Otras causas demostradas son los cambios químicos del cerebro. Y es que las variaciones de serotonina, un neurotransmisor responsable de las emociones, puede desencadenar los síntomas del SPM y crear esos cambios de humor y desajustes que sentimos y sufrimos muchas mujeres.

Cuando hay cantidades insuficientes de serotonina, pueden surgir síntomas de depresión durante el SPM, de ahí deriva también la fatiga, los antojos de comida, el insomnio y demás. Son muchas las mujeres que sufren depresión, no diagnosticada, durante los días que dura el Síndrome Premenstrual y es que recodemos que son entre 7 y 10 llegando incluso a ser 15 días en algunos casos. Lo que supone un fuerte cambio hormonal y emocional en un periodo de tiempo considerable.

Síntomas del Síndrome Premenstrual

Los síntomas del SPM sí que son más claros y todas los conocemos perfectamente, aunque no conocemos toda la lista, ya que no todas las chicas sufrimos los mismos síntomas. Por ejemplo, entre los más comunes están la distención abdominal, la ansiedad por la comida, los antojos, el dolor de pecho, el aumento del deseo sexual, tristeza, cambios de humor, irritabilidad, insomnio, etc. Pero la lista es bastante más larga y se separa en signos físicos y signos emocionales o de conducta:

Cambios físicos

  • Dolor articular llegando incluso a potenciarse en zonas lesionadas.
  • Dolor muscular e incluso contracturas.
  • Estreñimiento.
  • Diarrea.
  • Acné en cara y espalda.
  • Aumento de peso.
  • Retención de líquidos.
  • Hinchazón de la zona abdominal.
  • Poca intolerancia al alcohol.
  • Dolor de cabeza que se intensifica si sufrimos de migrañas.
  • Fatiga.
  • Dolor de pechos.

Donut y una manzana

Cambios conductuales

  • Tensión.
  • Aumento del estrés.
  • Ansiedad.
  • Signos de depresión.
  • Decaimiento y tristeza.
  • Cambios de humor.
  • Irritación y mal carácter.
  • Cambios en el apetito.
  • Muchos antojos con la comida.
  • Insomnio.
  • Aislamiento social.
  • Falta de concentración.
  • Mayor deseo sexual.

Tratamiento para disminuir los síntomas

A veces basta con alguna pastilla tipo ibuprofeno o aspirina, pero eso ya depende del caso de cada mujer. Recordamos que la aspirina no se debe tomar cuando ya tenemos la menstruación puesto que tiene un compuesto que vuelve la sangre más ligera, aunque no afecta a todos por igual. Para salir de dudas lo mejor es consultar con un especialista en la materia o con nuestro ginecólogo de confianza.

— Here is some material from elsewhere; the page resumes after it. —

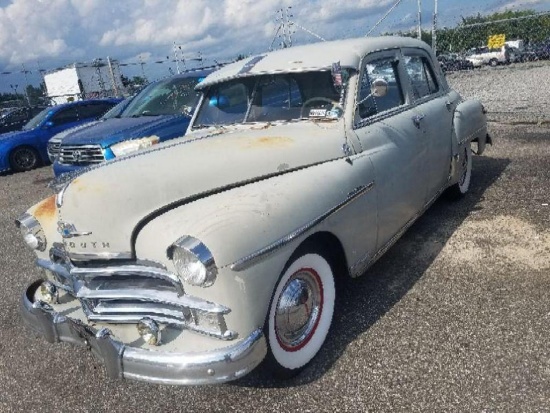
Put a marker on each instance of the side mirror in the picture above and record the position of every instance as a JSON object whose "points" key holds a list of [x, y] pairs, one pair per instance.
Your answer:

Otras veces, el SPM se trata con pastillas hormonales, pero también hay otro tratamiento gratuito y eficaz como hacer deporte de forma moderada varias veces por semana, mantener relaciones sexuales, comer de forma variada y saludable haciendo pequeñas comidas, evitar el estrés, evitar ciertos alimentos y bebidas como los productos azucarados, el café, los fritos y el alcohol, descansar bien, ir a terapia, etc.

Hay especialistas que recomiendan suplementos vitamínicos para contrarrestar el SPM como la vitamina B6 y la vitamina E. Las terapias cognitivo-conductual son bastante beneficiosas si nuestro estado es muy desesperante y nos sentimos muy decaídas y tristes viendo cómo afecta a nuestra vida personal y nuestro trabajo.

La clave está en ser sinceras con nuestro ginecólogo y explicarle qué sentimos, cómo es nuestra dieta, si tenemos o no relaciones sexuales, si hacemos deporte, si el SPM afecta a nuestra vida personal de forma severa o no, etc.